Ruja Ignatova, known as the Crypto Queen, is the only woman on the FBI's list of the 10 most wanted criminals. After the OneCoin scandal, one of the largest crypto scandals in history, came to light, she disappeared without a trace in November 2017.
Now there are growing indications that the 40-year-old Bulgarian woman may have been killed.
According to an insider, the OneCoin mastermind paid him about $100,000 a month for its security. However, the media attention may have become too much for the mysterious man from the underworld.
"Certain people had to be removed because they knew too much.

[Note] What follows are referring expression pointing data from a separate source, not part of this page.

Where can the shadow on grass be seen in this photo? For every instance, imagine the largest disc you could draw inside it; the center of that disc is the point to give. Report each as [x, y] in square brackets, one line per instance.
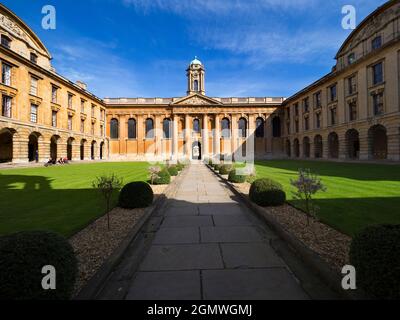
[30, 203]
[356, 171]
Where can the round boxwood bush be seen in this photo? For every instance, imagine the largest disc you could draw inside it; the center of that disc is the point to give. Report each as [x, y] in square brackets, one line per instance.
[375, 254]
[267, 193]
[163, 177]
[173, 171]
[225, 169]
[136, 195]
[22, 258]
[236, 178]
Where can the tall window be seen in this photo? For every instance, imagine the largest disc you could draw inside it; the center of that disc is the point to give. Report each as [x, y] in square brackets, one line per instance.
[6, 74]
[196, 126]
[6, 107]
[70, 100]
[378, 103]
[260, 128]
[353, 111]
[69, 122]
[167, 128]
[5, 41]
[33, 89]
[54, 118]
[131, 129]
[149, 128]
[226, 128]
[376, 42]
[114, 129]
[377, 73]
[242, 128]
[54, 90]
[33, 58]
[34, 113]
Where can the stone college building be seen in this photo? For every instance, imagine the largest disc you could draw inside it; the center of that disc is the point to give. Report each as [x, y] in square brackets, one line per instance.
[352, 113]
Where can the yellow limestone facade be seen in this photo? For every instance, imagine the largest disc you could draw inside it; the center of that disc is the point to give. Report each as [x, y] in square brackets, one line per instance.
[352, 113]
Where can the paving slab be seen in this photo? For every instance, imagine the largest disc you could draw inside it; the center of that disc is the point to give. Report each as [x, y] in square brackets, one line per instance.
[172, 285]
[251, 284]
[182, 257]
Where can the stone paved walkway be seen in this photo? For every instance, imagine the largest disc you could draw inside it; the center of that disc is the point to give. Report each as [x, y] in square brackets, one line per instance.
[209, 246]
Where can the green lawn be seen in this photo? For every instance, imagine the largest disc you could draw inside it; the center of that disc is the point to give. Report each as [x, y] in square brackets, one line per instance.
[358, 195]
[57, 198]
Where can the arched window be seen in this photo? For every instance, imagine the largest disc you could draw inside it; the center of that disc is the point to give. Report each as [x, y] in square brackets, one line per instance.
[260, 128]
[149, 128]
[276, 127]
[226, 128]
[167, 128]
[114, 129]
[131, 129]
[242, 128]
[196, 126]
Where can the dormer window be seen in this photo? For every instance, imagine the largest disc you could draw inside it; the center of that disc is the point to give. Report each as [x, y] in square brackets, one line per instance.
[5, 41]
[33, 58]
[377, 43]
[351, 58]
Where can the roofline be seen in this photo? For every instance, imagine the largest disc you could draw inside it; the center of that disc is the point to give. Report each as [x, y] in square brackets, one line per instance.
[364, 22]
[30, 31]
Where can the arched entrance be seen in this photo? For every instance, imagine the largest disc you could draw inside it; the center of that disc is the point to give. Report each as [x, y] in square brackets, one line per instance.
[53, 147]
[306, 147]
[6, 146]
[333, 144]
[33, 147]
[69, 148]
[377, 142]
[196, 150]
[318, 147]
[353, 144]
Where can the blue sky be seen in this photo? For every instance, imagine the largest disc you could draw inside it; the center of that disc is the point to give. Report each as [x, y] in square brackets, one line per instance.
[141, 48]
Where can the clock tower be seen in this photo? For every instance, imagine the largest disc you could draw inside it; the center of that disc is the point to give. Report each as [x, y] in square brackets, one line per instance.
[195, 74]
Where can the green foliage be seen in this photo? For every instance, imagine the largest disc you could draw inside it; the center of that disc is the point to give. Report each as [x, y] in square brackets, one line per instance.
[236, 178]
[163, 177]
[136, 195]
[225, 169]
[173, 170]
[22, 257]
[266, 192]
[375, 254]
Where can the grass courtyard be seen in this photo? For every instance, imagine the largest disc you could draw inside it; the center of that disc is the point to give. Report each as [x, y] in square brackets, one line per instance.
[57, 198]
[357, 194]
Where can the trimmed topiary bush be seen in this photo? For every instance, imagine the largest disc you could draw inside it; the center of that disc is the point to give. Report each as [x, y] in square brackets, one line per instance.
[375, 253]
[225, 169]
[136, 195]
[163, 177]
[22, 258]
[173, 171]
[236, 178]
[267, 193]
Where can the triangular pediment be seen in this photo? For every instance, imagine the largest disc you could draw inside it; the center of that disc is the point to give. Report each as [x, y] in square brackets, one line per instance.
[196, 100]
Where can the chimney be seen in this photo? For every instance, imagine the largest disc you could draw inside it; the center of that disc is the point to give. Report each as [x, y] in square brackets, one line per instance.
[81, 84]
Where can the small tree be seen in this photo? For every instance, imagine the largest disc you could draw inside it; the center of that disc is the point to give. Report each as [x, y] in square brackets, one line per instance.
[107, 185]
[154, 173]
[307, 185]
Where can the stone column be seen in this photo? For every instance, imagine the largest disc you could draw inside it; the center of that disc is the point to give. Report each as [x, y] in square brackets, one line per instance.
[205, 137]
[175, 138]
[217, 138]
[188, 137]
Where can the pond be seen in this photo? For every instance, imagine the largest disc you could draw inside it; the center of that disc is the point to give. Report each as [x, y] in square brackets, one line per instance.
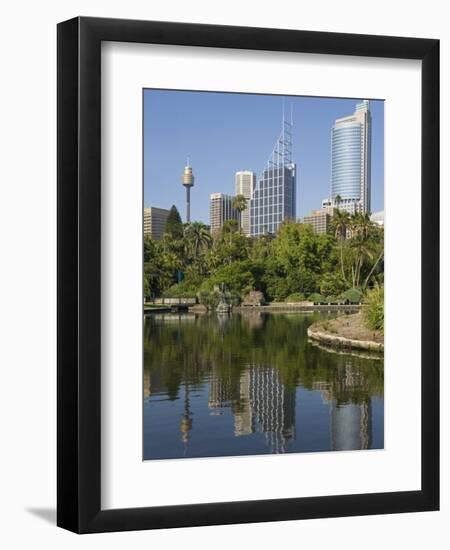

It was a kind of public execution that was more like a declaration. Be careful who you deal with," one Bulgarian told investigative journalist to the BBC.
Apparently, the drug trafficker no longer wanted to be associated with the OneCoin scam. In the report from a police informant states that Ruya Ignatova was dismembered after her murder and that her individual parts were discarded in the Mediterranean Sea.
In Bulgaria, "Taki," as the drug lord is known, has a status similar to El Chapo or Pablo Escobar. He is suspected of being the head of a Bulgarian mafia organization. However, he and his accomplices have never been proven to have committed any crime.
So far, it's all conjecture. The Crypto-Queen could also still be alive. It is speculated that she and Taki live in Dubai. She is said to own more than 230,000 Bitcoin as a result of the OneCoin scam.
OneCoin was a Ponzi scam based in Bulgaria that was active between 2014 and 2018. The scammers promised huge profits, guaranteed returns and marketed their crypto project as a "Bitcoin killer."